You've made an impressive product, with a breakthrough concept.
While you're building this awesome thing there's a lot of people, though enthusiastic, that are flooding you with new requests, from doable to totally out of zeit's world.
How do you guys cope with that? Do you stay true to your initial idea or are considering disrupting part of the roadmap?
This is definitely one of the most important battles to fight. Saying "no" is difficult yet absolutely critical. It can even result in anxiety in the short term because you think you might be missing out.
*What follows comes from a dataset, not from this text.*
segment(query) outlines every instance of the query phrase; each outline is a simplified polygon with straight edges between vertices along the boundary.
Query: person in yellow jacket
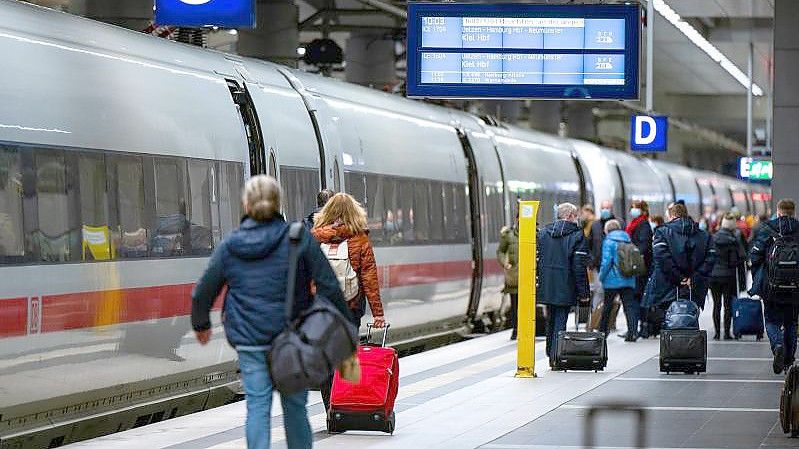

My coping mechanism is to remind myself of the very fundamental underlying challenges and opportunities that very few companies, if any, have been able to optimally solve, even with the existing subset of functionality.
There's a whole universe to be explored within these constraints.
What are your thoughts on Elm and PureScript?
The neat thing about learning those systems is that they have a lot of transferrable wisdom and ideas. Sure, sometimes those ideas don't transfer directly as boundaries within the code, but they can exist within your head as you architect your software.
So, while we haven't really used Elm and PureScript directly (yet!), I'm very grateful for having been exposed to them and their associated ideas.
Micro looks amazing !! DId you guys have plan to provide real world examples / tutorials /documentations for it ?
We plan to invest quite a bit on improving the README for micro (Tim Neutkens is leading that project) to feature examples (like Micro + GraphQL), screencasts and more.
Also check out:
Is there any plan to support account switching for now-desktop? i personally like to separate projects for clients and personal projects with different accounts/subscriptions, but the switch process is kind of cumbersome now
How do you all make such awesome products? 😀 But on a more serious note, what's next for
now? You've already got support for static sites, Node.js, and Docker, so where is the service expanding to next?
Performance, reliability and scalability. We measure every single detail of the system pretty obsessively, and we have a lot of really big improvements coming. I'm excited about all the features that are coming without breaking the contract at all. Faster and better, with one command all the same.
Do you have any plans to bring Now, as a platform, (NaaP?) to a larger business audience - i.e. large companies and Enterprises?
Do you deliberately practice your skills? If yes which ones and how?
What are your plans for Zeit moving into the future? 🕵️
What do you think it's the future of now-desktop? Do you plan having a some UI to allow handle multiple deploys, with their aliases?
will you do something to increase the file size limit of the static assets(fonts, images) in Now.sh?
You are creating amazing products !
- If the now containers is spread around the world and I want to work with AWS RDS or another DBaaS, what is the correct region I should choose to have the lowest latency? why?
Have you thought about a free tier (non-OSS) that lets developers of small projects use the system for awhile while developing? Perhaps you could disable the CDN features, only have one data center, ... disable some other things that aren't required in development/testing but are required for production?
As others have said I'm impressed by what you've done and want to do more, but I can't convince myself that I need to spend another $15/month until it's in production. And then when it's in production $15/month seems too cheap!